Balığın asıl yurdu derya, deniz olduğu gibi; buz gibi donmuş olan emânet, İlâhî Güneşe (Muhammedî Rahmete) kavuşunca eridi ve derunî denize kavuştu.

--- “(Buluşma yerlerini) geçip gittiklerinde Musa genç adamına: “Kuşluk yemeğimizi getir bize. Hakikaten şu yolculuğumuzda yorulduk (başımıza epeyce sıkıntı geldi) ” dedi” (Kehf 18/62)

Emredilen buluşma yerini aşıp, gidip (ifrat) tecavüz edip, haddi aşınca sıkıntıya düşüp yoruluyorlar.

Kahvaltılarını (azığı, işin aslı olan emâneti) isteyince ayıkıyorlar...

--- “(Genç adam): Gördün mü ! dedi. Kayaya (sıla yurdu, Hıra Mağarası, kalb) sığındımız vakit doğrusu ben balığı unuttum. Onu hatırlamamı muhakkak şeytân unutturdu.
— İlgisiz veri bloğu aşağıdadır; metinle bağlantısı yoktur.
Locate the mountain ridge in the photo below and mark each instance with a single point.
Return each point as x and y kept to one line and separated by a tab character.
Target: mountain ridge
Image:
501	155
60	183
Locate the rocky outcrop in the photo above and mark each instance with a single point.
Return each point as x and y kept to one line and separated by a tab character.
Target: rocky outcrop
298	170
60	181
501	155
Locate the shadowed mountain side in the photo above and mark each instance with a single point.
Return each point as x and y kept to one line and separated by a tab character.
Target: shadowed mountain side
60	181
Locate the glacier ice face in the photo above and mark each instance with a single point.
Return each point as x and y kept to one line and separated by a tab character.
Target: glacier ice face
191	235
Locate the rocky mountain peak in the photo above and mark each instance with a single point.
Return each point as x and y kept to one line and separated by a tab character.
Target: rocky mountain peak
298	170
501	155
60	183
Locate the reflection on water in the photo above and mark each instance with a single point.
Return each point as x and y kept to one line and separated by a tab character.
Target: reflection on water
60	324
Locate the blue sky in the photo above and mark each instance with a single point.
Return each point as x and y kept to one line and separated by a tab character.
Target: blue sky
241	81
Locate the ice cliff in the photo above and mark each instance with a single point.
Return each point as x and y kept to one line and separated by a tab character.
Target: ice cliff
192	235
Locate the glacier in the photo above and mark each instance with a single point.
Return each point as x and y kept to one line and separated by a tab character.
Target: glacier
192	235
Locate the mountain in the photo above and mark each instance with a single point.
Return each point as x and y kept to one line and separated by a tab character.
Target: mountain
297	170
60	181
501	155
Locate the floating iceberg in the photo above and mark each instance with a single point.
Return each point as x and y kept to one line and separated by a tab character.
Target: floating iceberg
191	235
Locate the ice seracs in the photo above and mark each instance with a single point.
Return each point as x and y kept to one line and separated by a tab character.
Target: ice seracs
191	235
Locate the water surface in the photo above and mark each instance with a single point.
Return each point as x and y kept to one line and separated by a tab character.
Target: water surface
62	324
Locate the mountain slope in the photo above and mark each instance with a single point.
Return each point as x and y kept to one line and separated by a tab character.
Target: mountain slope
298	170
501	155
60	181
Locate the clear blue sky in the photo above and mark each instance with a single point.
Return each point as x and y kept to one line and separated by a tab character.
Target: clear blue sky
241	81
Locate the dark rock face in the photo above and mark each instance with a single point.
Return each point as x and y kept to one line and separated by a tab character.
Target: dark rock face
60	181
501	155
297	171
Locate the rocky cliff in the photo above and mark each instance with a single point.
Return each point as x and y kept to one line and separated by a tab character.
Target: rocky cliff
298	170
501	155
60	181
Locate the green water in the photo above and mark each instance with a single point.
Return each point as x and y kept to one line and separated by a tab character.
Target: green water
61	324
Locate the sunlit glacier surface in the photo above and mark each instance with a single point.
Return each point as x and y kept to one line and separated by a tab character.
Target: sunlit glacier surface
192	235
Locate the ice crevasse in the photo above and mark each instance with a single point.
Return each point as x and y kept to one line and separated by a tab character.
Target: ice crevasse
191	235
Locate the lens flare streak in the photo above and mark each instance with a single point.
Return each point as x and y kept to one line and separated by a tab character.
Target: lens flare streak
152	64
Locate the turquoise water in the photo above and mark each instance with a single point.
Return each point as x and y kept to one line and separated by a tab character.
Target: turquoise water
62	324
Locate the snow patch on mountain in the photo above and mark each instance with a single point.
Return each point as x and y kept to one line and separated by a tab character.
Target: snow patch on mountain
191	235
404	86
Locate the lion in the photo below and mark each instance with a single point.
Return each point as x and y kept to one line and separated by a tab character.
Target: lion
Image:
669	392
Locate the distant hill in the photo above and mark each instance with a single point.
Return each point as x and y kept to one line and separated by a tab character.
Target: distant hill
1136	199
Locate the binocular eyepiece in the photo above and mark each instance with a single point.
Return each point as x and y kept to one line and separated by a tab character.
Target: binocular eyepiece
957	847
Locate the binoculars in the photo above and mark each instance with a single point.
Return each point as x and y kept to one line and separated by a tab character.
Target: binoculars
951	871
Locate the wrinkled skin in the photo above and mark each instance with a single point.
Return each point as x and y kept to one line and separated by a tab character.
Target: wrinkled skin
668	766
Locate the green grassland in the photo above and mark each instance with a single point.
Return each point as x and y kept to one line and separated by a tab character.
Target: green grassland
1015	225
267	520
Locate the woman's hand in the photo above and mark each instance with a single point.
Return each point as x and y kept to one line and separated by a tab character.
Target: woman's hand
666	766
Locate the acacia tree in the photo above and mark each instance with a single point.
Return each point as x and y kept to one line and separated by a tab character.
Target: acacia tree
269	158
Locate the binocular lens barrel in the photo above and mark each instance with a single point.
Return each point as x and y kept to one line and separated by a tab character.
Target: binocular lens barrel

O (balık), şaşılacak bir şekilde denizde yolunu tutup gitmişti!” (Kehf 18/63)

Tekrar tekrar ricâ ediyorum ki biz âyete yorum yapmıyoruz.

Kendi anlayışımızı kolaylaştırmak için zevk edip, hisse çıkarıp ibret almaya çabalıyoruz.
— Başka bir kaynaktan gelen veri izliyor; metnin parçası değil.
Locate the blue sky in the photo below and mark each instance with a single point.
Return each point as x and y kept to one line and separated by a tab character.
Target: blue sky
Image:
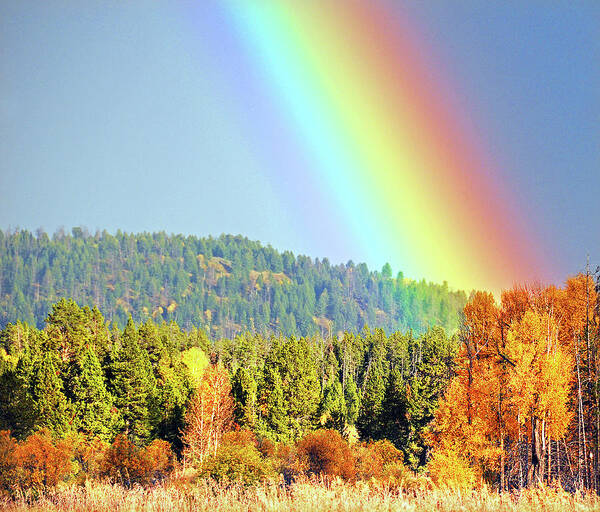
123	116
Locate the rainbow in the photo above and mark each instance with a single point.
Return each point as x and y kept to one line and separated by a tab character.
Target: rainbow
382	137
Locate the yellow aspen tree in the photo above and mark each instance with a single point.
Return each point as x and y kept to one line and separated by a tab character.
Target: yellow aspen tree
209	415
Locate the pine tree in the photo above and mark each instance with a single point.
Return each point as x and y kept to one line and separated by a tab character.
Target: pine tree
53	410
133	386
244	392
91	400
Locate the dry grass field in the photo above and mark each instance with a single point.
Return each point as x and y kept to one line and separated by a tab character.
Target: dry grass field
304	496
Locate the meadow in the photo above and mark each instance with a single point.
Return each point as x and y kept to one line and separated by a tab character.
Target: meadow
305	495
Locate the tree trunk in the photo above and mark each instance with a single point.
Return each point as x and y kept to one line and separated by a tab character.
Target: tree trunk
536	469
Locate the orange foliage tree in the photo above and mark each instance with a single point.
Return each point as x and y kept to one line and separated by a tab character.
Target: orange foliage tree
526	386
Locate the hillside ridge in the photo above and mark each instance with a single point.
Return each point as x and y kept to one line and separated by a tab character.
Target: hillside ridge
226	285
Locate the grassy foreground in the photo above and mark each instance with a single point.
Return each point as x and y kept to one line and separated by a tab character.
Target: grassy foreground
304	496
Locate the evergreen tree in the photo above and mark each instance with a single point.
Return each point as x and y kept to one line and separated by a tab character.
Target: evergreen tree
133	386
53	410
91	400
244	393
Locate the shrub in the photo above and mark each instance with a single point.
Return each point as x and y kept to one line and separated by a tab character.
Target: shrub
124	462
448	469
325	452
159	459
8	447
373	458
42	462
237	459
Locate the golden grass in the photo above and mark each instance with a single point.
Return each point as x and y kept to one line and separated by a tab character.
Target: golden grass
304	496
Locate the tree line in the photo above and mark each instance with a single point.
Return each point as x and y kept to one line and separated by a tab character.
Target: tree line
225	285
524	405
512	400
78	375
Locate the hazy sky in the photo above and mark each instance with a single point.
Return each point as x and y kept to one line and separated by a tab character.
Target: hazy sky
124	116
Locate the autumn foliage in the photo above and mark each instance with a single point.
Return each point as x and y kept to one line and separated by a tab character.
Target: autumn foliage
514	413
35	464
209	415
127	464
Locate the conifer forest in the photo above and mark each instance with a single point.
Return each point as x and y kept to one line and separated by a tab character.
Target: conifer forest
508	400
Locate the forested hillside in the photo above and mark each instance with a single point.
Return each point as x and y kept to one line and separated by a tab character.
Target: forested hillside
79	377
224	285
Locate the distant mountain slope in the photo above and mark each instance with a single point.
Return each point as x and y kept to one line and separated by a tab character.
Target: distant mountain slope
225	285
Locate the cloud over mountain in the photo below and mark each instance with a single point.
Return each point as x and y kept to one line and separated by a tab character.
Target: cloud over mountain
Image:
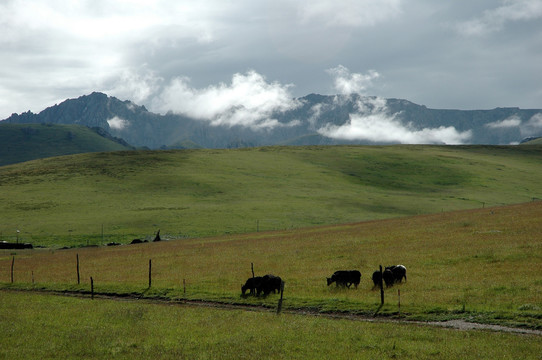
249	101
374	122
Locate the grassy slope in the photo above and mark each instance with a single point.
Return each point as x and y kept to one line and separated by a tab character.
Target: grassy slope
48	327
23	142
473	264
193	193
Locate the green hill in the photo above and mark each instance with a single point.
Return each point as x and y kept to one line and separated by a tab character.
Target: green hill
23	142
95	198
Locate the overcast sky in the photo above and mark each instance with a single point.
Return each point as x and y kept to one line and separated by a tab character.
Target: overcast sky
459	54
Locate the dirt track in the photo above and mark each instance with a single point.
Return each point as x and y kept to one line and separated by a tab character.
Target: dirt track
452	324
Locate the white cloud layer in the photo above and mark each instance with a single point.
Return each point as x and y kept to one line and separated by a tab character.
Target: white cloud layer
117	123
532	127
510	122
249	100
348	13
374	123
51	50
346	83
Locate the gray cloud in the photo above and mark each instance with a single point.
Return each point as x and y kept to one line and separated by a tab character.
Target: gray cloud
50	51
495	19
Emredilen yer olan hayat sahrasında tuzlu pişmiş balığın olmayasıya (olağandışı) dirilip ilim denizine şaşılacak bir şekilde yol bulup gark olması aklı hayrete düşürüyor.

Ama efendisi ve sahibi olan nefse, balığın dirilip gidişini haber vermesini şeytân unutturunca akıl, özür beyân edip Şeytândan dolayı ve benim yüzümden yol uzadı, vakit geçti, yorgunluk oldu diye üzülüyor...
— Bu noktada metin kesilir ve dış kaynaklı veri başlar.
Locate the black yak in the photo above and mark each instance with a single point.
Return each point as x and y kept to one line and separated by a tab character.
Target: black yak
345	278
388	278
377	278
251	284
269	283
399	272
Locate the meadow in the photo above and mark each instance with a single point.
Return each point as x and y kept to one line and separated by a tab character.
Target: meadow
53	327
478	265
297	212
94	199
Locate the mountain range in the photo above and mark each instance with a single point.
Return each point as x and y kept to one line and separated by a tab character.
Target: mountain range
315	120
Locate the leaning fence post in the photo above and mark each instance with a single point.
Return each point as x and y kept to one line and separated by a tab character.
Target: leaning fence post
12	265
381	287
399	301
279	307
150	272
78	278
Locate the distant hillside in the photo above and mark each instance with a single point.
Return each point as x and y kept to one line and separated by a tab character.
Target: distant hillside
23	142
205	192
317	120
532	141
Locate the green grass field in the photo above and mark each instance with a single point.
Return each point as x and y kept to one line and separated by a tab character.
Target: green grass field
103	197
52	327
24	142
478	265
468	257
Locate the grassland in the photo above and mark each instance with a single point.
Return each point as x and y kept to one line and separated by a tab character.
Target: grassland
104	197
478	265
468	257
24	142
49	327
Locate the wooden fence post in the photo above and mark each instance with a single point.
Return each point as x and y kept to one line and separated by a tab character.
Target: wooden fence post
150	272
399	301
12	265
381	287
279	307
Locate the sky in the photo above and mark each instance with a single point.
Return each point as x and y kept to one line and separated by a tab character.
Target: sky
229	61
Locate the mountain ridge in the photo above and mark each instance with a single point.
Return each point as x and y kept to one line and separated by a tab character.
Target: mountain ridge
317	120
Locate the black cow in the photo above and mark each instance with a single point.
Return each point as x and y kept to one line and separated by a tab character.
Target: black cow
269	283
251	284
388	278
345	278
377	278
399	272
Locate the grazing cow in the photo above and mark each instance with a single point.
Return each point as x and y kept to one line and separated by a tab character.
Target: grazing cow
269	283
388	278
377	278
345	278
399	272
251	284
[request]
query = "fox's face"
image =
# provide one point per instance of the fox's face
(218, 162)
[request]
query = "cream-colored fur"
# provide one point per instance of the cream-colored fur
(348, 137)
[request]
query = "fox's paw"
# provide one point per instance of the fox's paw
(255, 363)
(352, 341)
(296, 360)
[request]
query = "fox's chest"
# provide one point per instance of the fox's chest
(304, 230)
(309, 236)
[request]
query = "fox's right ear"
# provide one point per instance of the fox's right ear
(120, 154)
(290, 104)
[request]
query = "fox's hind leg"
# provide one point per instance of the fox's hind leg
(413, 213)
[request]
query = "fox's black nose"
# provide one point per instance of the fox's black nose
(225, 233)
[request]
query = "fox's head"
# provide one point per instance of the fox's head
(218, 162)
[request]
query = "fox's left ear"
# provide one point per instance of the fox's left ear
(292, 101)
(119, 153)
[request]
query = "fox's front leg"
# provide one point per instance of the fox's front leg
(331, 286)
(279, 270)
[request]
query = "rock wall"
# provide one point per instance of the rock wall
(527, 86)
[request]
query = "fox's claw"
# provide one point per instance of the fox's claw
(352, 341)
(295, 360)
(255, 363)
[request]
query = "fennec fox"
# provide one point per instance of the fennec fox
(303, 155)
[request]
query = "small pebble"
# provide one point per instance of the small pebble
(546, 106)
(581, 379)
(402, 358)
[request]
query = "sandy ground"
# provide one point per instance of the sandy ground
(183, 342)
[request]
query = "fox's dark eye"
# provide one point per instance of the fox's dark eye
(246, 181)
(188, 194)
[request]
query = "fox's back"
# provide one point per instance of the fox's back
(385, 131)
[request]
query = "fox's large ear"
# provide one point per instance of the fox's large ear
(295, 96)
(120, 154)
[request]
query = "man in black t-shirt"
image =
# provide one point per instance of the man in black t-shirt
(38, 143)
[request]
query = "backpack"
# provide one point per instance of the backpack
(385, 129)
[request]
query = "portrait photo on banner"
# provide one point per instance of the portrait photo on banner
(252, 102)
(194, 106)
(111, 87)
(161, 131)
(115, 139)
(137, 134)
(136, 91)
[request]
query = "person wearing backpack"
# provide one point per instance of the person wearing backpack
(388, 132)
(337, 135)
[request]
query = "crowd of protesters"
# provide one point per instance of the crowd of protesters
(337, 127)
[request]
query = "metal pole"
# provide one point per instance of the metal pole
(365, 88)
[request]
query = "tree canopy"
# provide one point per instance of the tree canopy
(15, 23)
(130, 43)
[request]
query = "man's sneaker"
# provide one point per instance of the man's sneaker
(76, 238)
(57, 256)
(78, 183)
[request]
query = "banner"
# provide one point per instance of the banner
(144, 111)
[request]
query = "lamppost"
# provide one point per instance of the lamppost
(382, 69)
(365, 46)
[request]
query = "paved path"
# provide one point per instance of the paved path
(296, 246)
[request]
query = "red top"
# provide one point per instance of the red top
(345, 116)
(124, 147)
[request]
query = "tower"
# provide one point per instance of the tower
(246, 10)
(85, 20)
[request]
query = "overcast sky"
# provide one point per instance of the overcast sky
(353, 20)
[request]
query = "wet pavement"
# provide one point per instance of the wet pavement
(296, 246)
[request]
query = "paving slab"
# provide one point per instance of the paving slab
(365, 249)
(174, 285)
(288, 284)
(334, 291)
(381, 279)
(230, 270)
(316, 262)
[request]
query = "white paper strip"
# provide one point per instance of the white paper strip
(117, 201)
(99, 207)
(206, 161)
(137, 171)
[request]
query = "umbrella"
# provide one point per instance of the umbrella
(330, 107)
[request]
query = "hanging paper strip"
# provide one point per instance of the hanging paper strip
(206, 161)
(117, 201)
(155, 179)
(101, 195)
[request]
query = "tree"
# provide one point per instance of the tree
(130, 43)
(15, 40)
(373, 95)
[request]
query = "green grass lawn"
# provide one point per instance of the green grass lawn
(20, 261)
Burada günümüzde sevgili Peygamberimizin İ’TİDAL YOLUnu hâşâ yetersiz bulup uçmaya, kaçmaya, haddi aşmaya ve tecavüze yeltenip bir de insanları boşuna yoranlara “Kulaklarınız çınlasın ve ALLAH (celle celâluhu) şuûr versin!”diyelim...

--- “Musa dedi ki: “İşte aradığımız oydu!” Bunun üzerine (hemen) izleri üzerine (takib ederek) gerisin geri döndüler.” (Kehf 18/64)

İlginç olan, akıl aranan yerin orası olduğunu (nakle ulaşmadığı, kâmil hâle gelmediği için) hâliyle bilemiyor.

Akıl; kendince imkansız olan, ölünün dirilmesine (hayâl zannettiğinin bu âlemde hakikata dönüşmesine) hayret ediyor.

Resûlullah (sallallahu aleyhi ve sellem)’in buyurduğu “Ölmeden önce ölünüz.” sırrına eremiyor.

--- Resûlullah (sallallahu aleyhi ve sellem)’in: “Mütü kable en temutü: Ölmeden önce ölünüz!...” buyurmuştur.
(Keşfü’l-Hâfâ II-291-2669
)

Hedefe, şaşmadan, sırat-ı müstakîm üzere gittikleri için yine sırat-ı müstakîm üzere emredilen yerde, murad edileni arıyorlar...

Emredilen yer, Muhammedî Merkez olan Şerîatı Garra Kaynağıdır.

Murad edilen; Mürşid-i Muhtar Muhammed Mustafa (Aleyhi’s-Selâm)’a teslim ve tâbi’ olup tevhidi tekemmüldür.

--- “Derken, kullarımızdan bir kul buldular ki ona katımızdan bir rahmet (vahiy ve peygamberlik) vermiş ve tarafımızdan bir ilim öğretmiştik.” (Kehf 18/65)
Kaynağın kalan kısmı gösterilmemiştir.